Reliance on Mobility Clauses/Take-Aways

Mobility clauses, and the lack thereof, are routinely examined by employment tribunals in the course of deciding claims brought under unfair dismissal and redundancy payments legislation. The key question to be decided is whether it is reasonable for an employer to rely on such a clause, or conversely whether it is reasonable for an employee to refuse alternative employment on offer.

In terms of relying on mobility clauses, the following are key considerations:

  • Proximity of new workplace is a relevant factor: It will be difficult to argue that a request to transfer is unreasonable when the new work location is in close proximity to the old. So an employer was justified in dismissing an employee who refused to relocate to a warehouse located 5 miles down the road from the previous base, and the Employment Appeals Tribunal stated that a change of location would not give rise to redundancy situation where employees can reasonably be expected to get to their new destination (Employee v Employer UD1968/2011).
  • Mobility Clauses cannot be exercised in an unfettered fashion: A clinical manager who had complained about standards of care in her workplace was transferred to another section on foot of a flexibility/mobility clause in her contract. The Adjudication Officer found that her transfer was related to the complaint that she had made and noted that such clauses cannot be “exercised in an unfettered fashion”, stating further that mobility clauses confer a discretion on employers, a discretion which is subject to limitation. Ultimately it was held that the Complainant’s transfer was a form of penalisation (A Nurse v A Hospital ADJ-00000053).
  • Employers are required to act reasonably and responsibly: In the case of Employee v Employer (UD893/2012, RP703/2012), a company sought to close its Carlow office and relocate employees to Waterford due to straitened economic circumstances. The Claimant objected on the basis that the alternative role offered to her in Waterford was not suitable and thus it was reasonable for her to decline the position. In turn, the employer pointed to the mobility clause in her contract, which stated that:“… you may be required to transfer to another Department and/or place of work. Before implementing any changes we will consult you and consider any reasonable objections that you may have …”Ultimately the employer sought to relocate the Claimant without engaging in the consultation provided for in the clause itself and without considering any of the Claimant’s objections, and the Claimant was expected to relocate in circumstances where she would be paid less for the same work.

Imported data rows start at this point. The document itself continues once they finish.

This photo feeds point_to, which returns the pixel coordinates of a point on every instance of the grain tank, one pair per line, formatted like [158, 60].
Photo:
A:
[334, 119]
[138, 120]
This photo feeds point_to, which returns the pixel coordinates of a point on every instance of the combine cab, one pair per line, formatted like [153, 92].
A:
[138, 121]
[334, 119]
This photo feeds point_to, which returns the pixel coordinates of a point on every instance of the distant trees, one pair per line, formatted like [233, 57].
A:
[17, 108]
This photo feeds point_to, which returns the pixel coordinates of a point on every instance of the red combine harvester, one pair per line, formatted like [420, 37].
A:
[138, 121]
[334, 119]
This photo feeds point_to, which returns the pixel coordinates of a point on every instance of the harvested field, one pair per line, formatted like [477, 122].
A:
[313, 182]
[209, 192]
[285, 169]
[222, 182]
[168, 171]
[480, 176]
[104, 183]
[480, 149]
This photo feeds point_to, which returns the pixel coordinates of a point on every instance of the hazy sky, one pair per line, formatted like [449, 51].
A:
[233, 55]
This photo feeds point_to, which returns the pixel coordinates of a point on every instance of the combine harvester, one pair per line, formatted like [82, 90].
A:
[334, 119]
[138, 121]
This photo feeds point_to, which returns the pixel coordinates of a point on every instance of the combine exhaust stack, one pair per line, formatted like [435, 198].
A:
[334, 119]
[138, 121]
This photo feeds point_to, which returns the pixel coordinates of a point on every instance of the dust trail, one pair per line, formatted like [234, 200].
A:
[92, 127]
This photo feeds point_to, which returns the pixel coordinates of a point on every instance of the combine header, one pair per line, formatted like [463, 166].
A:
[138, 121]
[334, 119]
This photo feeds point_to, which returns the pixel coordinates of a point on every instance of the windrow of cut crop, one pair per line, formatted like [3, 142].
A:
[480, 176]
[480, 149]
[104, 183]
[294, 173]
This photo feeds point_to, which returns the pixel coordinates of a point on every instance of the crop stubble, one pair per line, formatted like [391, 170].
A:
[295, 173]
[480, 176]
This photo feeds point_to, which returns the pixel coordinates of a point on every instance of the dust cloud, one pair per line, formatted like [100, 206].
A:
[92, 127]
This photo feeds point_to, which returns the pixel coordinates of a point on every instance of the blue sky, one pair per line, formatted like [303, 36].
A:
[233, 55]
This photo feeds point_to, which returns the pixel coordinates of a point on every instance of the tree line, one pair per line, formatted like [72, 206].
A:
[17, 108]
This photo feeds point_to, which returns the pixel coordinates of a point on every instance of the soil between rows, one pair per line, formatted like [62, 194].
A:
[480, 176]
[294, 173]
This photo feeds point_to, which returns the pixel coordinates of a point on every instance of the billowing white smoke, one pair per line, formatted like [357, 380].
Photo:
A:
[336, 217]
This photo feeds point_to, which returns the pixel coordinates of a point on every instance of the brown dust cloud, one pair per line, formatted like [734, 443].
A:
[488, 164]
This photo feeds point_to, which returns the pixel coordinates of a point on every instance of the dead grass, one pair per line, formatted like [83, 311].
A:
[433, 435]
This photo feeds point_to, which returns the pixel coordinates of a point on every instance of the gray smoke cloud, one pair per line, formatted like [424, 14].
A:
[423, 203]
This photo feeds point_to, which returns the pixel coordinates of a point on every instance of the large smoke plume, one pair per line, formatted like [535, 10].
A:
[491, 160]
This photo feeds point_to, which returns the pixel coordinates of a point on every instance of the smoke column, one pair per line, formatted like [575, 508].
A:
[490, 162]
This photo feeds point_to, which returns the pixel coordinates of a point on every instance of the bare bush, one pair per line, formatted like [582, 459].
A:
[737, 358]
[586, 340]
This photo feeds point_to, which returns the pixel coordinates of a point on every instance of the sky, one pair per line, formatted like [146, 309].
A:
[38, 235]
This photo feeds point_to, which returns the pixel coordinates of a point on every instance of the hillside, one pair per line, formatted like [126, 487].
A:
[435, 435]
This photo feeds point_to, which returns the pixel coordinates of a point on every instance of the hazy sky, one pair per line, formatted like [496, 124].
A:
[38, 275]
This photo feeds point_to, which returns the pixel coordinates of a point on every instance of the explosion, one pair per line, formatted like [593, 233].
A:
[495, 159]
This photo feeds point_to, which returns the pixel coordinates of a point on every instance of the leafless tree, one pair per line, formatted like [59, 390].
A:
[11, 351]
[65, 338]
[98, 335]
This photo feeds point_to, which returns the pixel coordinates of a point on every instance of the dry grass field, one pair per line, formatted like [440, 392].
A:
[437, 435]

Ultimately the Claimant was held to be entitled to redundancy.
  • Test of reasonableness is subjective not objective: The Employment Appeals Tribunal set out in Deirdre Heavey v Casey Doors Limited (RP1040/2013) that the legal test regarding reasonableness is subjective rather than objective and that the Tribunal will consider the employee’s subjective view as opposed to what the employer deemed to be reasonable. The employer in this instance was compelled to find alternative premises dues to circumstances beyond its control. Though the Claimant’s contract contained a mobility clause, it was deemed reasonable for the Claimant to turn down the relocation as due to childcare and transport difficulties she herself would have significant difficulty in reaching the new premises, a distance of 28km from the old location, on a daily basis.
  • Engagement with employees is important: Regardless of whether or not a contract contains a mobility clause, it is important that employees are consulted on any proposals in terms of relocation. In the case of Employee v Employer (RP431/2012, RP433/2012), the employer company was involved in the provision of security services. Due to the closure and demolition of a particular site where two employees were based, security services were no longer required. The employer had no other alternative locations based in the same area (Mayo) and offered positions at other locations in Donegal on a temporary basis, with the employees to return to Mayo once contracts became available there. The Tribunal looked at the distance involved and also the fact that the employer had failed to engage in any meaningful way with the employees or their representatives regarding the alternatives available, and decided that each employee was entitled to redundancy.